Automobile demand forecasting: Spatiotemporal and hierarchical modeling, life cycle dynamics, and user-generated online information
Tom Nahrendorf, Stefan Minner, Helfried Binder, Richard Zinck
TL;DR
The paper tackles monthly automobile demand forecasting for a German premium OEM across a multi-product, multi-market hierarchy, addressing data sparsity, life-cycle effects, and the value of online information. It extends LightGBM-based probabilistic forecasting with data-driven pooling (POOL-SEL-BP) and an integer-coherent reconciliation (REC-MILP/REC-LW-MILP), plus a life-cycle AVM feature, to produce coherent point and probabilistic forecasts across levels. SHAP analysis identifies dynamic short- and mid-term drivers, and linear mixed-effects models show that online configurator data improves disaggregated forecasts, with gains attenuating at higher levels. The results demonstrate context-dependent forecasting gains, validate the need for integer-consistent reconciliation for operational feasibility, and offer actionable guidance for deploying pooled ensembles and online-information signals in industrial hierarchical forecasting.
Abstract
Premium automotive manufacturers face increasingly complex forecasting challenges due to high product variety, sparse variant-level data, and volatile market dynamics.
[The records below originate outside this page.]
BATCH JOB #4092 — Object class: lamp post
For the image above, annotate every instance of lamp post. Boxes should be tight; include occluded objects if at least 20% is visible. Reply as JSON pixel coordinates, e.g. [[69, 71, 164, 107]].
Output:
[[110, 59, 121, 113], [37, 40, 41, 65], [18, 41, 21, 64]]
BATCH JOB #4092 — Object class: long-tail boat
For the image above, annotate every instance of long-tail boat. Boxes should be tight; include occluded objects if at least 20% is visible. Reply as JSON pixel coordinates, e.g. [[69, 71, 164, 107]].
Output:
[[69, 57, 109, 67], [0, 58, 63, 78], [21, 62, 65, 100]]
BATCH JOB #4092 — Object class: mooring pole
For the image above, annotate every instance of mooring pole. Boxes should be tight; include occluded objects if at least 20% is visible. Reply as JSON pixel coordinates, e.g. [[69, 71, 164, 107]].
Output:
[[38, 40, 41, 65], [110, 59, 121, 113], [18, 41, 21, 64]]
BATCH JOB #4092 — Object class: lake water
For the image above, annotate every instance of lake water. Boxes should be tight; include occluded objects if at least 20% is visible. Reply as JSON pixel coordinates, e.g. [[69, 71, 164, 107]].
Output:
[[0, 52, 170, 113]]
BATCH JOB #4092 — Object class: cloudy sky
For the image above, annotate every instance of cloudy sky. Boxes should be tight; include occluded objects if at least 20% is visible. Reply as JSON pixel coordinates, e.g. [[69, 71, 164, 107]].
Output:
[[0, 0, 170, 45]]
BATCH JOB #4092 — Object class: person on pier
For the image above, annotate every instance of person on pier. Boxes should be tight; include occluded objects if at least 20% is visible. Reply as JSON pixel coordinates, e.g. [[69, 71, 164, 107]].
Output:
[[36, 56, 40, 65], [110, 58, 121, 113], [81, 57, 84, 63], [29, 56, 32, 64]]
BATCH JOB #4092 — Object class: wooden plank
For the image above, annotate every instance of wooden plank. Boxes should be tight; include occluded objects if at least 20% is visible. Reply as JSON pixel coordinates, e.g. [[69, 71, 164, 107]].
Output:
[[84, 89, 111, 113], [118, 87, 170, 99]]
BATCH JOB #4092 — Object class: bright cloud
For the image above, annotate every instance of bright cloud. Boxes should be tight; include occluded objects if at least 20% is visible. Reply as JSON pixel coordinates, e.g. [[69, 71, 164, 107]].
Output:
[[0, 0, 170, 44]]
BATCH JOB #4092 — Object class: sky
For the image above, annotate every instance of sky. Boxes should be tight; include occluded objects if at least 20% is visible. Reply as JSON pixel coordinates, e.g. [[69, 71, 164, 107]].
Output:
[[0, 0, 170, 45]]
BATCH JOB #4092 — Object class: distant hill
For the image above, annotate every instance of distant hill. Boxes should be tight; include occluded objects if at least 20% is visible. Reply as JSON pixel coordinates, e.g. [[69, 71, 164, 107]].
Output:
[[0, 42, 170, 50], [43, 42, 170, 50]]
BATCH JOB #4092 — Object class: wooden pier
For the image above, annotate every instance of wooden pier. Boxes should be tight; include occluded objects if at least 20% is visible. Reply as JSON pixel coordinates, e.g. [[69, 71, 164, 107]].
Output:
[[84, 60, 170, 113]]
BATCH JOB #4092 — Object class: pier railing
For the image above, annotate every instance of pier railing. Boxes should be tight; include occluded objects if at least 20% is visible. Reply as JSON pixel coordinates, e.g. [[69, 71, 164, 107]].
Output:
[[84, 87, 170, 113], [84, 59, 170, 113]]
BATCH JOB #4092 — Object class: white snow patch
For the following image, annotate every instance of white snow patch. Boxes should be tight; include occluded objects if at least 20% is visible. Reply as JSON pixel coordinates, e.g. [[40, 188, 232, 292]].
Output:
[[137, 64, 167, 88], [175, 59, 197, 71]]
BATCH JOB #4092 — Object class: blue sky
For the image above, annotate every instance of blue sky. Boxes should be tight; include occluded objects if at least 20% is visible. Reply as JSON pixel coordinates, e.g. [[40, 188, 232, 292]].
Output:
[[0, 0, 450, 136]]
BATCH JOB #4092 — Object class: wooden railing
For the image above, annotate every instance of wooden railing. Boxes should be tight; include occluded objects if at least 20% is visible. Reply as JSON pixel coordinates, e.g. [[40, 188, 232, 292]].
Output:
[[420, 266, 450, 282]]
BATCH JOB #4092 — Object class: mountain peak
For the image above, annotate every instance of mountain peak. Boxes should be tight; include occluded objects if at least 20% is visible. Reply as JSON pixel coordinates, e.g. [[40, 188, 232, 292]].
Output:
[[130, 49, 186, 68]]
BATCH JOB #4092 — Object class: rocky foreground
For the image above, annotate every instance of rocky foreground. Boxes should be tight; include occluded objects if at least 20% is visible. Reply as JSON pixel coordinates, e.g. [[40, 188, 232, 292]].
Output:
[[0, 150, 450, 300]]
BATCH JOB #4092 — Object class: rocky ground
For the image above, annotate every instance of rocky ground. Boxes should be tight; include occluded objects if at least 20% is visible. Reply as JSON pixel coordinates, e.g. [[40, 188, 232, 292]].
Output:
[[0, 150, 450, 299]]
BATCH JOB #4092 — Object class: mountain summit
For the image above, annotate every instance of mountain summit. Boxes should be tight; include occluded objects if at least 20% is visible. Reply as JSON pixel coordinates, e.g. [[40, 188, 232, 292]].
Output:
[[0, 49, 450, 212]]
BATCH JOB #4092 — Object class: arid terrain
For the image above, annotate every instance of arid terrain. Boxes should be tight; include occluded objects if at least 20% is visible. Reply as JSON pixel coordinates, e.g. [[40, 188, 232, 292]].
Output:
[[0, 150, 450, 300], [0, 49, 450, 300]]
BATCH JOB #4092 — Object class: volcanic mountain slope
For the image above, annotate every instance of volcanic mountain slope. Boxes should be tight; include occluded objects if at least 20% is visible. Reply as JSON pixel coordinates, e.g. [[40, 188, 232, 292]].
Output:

This study addresses monthly automobile demand forecasting across a multi-product, multi-market, and multi-level hierarchy using data from a German premium manufacturer. The methodology combines point and probabilistic forecasts across strategic and operational planning levels, leveraging ensembles of LightGBM models with pooled training sets, quantile regression, and a mixed-integer linear programming reconciliation approach. Results highlight that spatiotemporal dependencies, as well as rounding bias, significantly affect forecast accuracy, underscoring the importance of integer forecasts for operational feasibility. Shapley analysis shows that short-term demand is reactive, shaped by life cycle maturity, autoregressive momentum, and operational signals, whereas medium-term demand reflects anticipatory drivers such as online engagement, planning targets, and competitive indicators, with online behavioral data considerably improving accuracy at disaggregated levels.